Although Genesereth and I were on the same side in that discussion,
I won't try to characterize his position.  I'll just say what I mean
by the distinction between a KNOWLEDGE language and a PROGRAMMING
language:

 1. First draw a distinction between the target system T that you
    are trying to describe and the language L that you are using to
    describe T.

 2. Then look at the variables in the language L and what they are
    intended to refer to (in CG terms, what are the referents of the
    concepts).  If the variables refer to things in T, then it is a
    knowledge language.  If the variables refer to data structures in
    L, then it is a programming language.

 3. If somebody claims that L is a knowledge language, check whether
    the operations on variables that refer to things in T correspond
    to the permissible operations on the actual things in T.  For
    example, if x refers to a person, then you should not be able to
    take a substring of x, add 1 to x, etc.  But if y refers to a book,
    then you should be able to define operations of "giving" and
    "reading" so that you could "give" y to x, and allow x to "read" y.

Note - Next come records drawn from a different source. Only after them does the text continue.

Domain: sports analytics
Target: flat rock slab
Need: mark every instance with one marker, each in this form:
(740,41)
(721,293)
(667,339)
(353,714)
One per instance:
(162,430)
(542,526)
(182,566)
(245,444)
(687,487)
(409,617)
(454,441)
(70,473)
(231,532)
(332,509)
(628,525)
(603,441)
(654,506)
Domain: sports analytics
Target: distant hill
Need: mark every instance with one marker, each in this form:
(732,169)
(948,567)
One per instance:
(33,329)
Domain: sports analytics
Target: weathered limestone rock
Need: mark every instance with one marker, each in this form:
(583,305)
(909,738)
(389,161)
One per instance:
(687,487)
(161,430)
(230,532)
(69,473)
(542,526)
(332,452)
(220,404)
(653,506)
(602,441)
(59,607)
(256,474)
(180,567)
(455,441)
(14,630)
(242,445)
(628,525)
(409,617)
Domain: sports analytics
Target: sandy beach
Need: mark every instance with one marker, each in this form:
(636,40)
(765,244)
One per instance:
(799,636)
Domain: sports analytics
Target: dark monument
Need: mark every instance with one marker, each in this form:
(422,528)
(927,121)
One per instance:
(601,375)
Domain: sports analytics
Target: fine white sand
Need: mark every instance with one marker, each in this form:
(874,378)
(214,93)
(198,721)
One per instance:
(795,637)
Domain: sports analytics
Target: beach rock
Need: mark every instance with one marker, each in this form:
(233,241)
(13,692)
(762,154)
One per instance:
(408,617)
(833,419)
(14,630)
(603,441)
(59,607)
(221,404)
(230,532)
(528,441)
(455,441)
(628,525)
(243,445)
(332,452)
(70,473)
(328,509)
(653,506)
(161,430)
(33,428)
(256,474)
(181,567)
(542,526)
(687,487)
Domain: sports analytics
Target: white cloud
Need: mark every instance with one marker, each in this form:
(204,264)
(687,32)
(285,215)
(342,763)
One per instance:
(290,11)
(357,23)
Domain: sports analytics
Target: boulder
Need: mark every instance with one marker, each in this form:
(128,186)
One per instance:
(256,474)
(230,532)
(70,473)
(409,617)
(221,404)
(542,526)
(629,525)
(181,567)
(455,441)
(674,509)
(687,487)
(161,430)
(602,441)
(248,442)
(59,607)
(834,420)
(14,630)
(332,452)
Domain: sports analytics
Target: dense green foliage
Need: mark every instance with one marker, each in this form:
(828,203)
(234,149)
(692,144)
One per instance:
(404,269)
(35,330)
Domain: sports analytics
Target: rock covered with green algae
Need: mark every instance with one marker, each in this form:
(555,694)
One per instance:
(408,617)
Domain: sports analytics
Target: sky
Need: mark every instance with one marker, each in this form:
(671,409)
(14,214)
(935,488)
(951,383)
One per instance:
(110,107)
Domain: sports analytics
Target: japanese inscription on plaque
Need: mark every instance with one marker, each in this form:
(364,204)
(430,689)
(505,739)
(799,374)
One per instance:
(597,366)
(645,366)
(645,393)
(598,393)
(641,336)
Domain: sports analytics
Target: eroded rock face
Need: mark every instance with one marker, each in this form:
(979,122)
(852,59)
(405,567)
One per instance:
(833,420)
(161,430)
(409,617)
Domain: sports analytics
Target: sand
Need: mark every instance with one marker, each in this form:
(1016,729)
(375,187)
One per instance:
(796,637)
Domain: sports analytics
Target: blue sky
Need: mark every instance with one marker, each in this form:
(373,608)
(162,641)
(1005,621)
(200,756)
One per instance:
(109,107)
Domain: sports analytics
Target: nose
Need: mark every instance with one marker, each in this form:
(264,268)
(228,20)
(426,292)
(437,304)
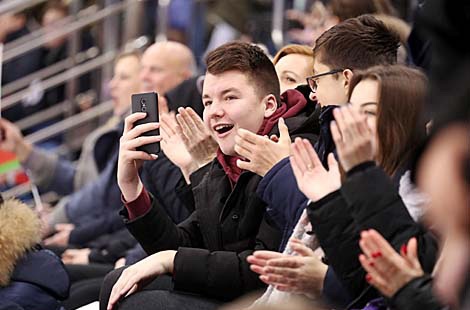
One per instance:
(143,74)
(112,83)
(215,110)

All natural languages, such as English, French, Japanese, etc., are
knowledge languages.  Examples of programming languages include
FORTRAN, COBOL, LISP, PROLOG, and OPS5.  Examples of knowledge languages
include conceptual graphs, SNePS, KL-ONE, and some, but not necessarily
all, knowledge representation languages.

What distinguishes a knowledge language is strong typing with a
discipline to ensure that variables and predicates don't get linked
to one another in arbitrary ways.  What makes Prolog and OPS5
programming languages is the absence of type checking and the freedom
to violate any established conventions at any time.

Object-oriented languages like Smalltalk, C++, etc., are interesting
examples of hybrids that use the notion of "encapsulation" to separate
the implementation-independent "knowledge" part from the highly
implementation-dependent "programming" part.

Note, by the way, that the target system T could itself be a computer
or a programming language.  You could, for example, use conceptual
graphs to talk about FORTRAN.  But then the canonical graphs would
have to enforce all the restrictions that FORTRAN obeys:  i.e.  you
can only add a number to a number, and you can't add a DO-loop to a
GO-TO statement.

This leads to a question about predicate calculus.  Is it a programming
language or is it a knowledge language?  I would say that the pure,
uninterpreted unsorted predicate calculus is neither -- it is as close
as you can come to a neutral language.  It most exactly corresponds to
what Bertrand Russell said about mathematics:  "It is a subject in
which you don't know what you are talking about nor whether what you
are saying is true."

Given that pure predicate calculus is neutral, you could add predicates
to it to make it go either way.  You could take the Prolog route and
get various kinds of logic-programming languages by adding facilities
for building and manipulating data structures, mechanisms for I/O and
side effects, etc.  Then you get a programming language with a logic
flavor.  The other route is to develop a strict discipline for defining
predicates that refer things in the real world (or some subset, such as
the target system T).  Then the logic plus the disciplines for using it
to refer to things in T becomes a knowledge language.  But to keep it a
knowledge language rather than a programming language, you need some
mechanism for enforcing the discipline.  That is why I believe that
strong typing is an essential part of a knowledge language.